“I don’t know if it necessarily comes naturally to anyone, adult or young person, to take on a challenging or complex text on their own,” says Caroline Rose, an 8th grade English/language arts teacher in Boston, in an Education Week article.
Reading several full-length novels a year can be challenging for some students, but the effort is worth it, she says. She supports her students’ reading habits by creating additional time for reading and teaching comprehension strategies, like annotating.
Rose, along with other experts, says there are ways to capture and keep students’ focus. Here are three tips from educators and researchers for teaching using novels:
1) Carve out reading time
High school English teacher Jay Arellano’s students study several novels and plays throughout the year. He never asks them to read at home for class. They read together as part of the period. This works because most of the books he assigns are on the shorter side.
For Rose’s students, the English/language arts class period doesn’t offer enough time for the four or five full-length books her 8th graders read each year. Students must do some reading outside of class. Her school offers options that help students get it done. Time and space are available in the school building before the day starts and after it ends. Also, teachers work closely with families to make sure that students read what’s assigned.
2) Check for understanding before moving to analysis
Julia Sutherland, a professor of education, literacy, and language at the University of Sussex in England, and her colleagues tested a reading intervention with middle grades teachers. They were asked to read two novels back-to-back with their students over 12 weeks.
Teachers focused on getting through a whole book and making sure students comprehended it, Sutherland says. Teachers usually taught two full books over the course of a full year, with pauses for detailed study of excerpts.
Both teachers and students frequently paused to ask questions, clarify meaning, and ask for recaps of what had just happened. Students had a stronger understanding of the book because they read it first before analyzing it.
Understanding a story allows for deeper analysis of the literature, Sutherland says. Students were commenting on structure, narrative voice, “doing a lot of complex things with the novels that you wouldn’t expect children of that age to be doing,” she says.

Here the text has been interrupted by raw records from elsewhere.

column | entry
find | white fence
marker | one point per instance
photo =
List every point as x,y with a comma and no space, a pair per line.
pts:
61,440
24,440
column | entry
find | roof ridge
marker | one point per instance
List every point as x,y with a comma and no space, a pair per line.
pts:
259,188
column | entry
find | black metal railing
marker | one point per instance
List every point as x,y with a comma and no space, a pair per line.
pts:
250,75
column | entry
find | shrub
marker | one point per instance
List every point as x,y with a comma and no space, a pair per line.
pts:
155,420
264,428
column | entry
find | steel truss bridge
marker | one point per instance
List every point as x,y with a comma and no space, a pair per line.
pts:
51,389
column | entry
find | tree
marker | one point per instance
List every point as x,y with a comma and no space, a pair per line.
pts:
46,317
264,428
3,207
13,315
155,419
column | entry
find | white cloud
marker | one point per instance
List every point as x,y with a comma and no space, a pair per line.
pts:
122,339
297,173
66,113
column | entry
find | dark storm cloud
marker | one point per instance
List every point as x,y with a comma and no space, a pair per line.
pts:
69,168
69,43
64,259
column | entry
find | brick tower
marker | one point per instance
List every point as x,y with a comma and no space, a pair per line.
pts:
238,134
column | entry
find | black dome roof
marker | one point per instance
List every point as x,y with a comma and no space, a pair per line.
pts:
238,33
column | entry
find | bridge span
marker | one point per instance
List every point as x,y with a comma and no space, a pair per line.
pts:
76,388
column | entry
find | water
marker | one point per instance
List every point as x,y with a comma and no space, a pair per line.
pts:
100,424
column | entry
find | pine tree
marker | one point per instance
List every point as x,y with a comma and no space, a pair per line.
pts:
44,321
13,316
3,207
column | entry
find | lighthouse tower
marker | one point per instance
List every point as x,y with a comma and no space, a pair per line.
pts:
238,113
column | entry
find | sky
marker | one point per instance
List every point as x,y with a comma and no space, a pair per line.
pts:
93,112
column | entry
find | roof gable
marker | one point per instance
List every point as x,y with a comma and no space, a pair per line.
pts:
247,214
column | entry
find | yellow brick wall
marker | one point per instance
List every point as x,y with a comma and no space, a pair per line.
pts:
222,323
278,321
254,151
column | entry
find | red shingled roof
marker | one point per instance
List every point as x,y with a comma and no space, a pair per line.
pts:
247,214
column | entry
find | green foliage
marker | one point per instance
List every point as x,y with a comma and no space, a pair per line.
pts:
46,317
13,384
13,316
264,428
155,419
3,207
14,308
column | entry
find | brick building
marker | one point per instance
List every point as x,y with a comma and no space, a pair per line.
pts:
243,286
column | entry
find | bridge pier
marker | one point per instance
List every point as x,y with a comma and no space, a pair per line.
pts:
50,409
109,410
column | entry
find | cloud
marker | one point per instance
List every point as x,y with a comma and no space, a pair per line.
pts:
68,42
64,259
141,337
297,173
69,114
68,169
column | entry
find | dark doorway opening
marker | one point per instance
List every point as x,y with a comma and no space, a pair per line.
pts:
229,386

The study found students made about 8.5 months of progress on a standardized assessment of reading comprehension after 12 weeks of the faster-paced novel reading.
Scout ahead for parts of a novel that might be difficult for kids to understand, and pre-plan how to address them, says Tim Shanahan, a professor emeritus at the University of Illinois at Chicago who studies reading. “I don’t think we pay enough attention to what it is that makes a particular text hard to understand,” he says.
3) Connect shorter texts to the novel to build background knowledge
In the Elmhurst 205 school district outside of Chicago, 4th and 5th graders read three full-length books a year, a mix of novels and nonfiction, says Katie Lyons, the district’s assistant superintendent of teaching and learning.
The books are the capstones of larger text sets, topically aligned selections of poems, speeches, informational text, and other works designed to build students’ knowledge.
When students read a historical fiction novel, they also read speeches from real historical figures at the time, and informational text about the period. Being familiar with context and vocabulary helps to understand the novel. It also offers opportunities to practice close reading skills with shorter text, says Lyons.
Knowing more about the time period in which a novel was written, or the cultural context it explores, makes the book more accessible and engaging, she says.
This practice helps address the district’s English/language arts bottom line question: How do you get kids engaged around a topic that is worthy of their time and attention?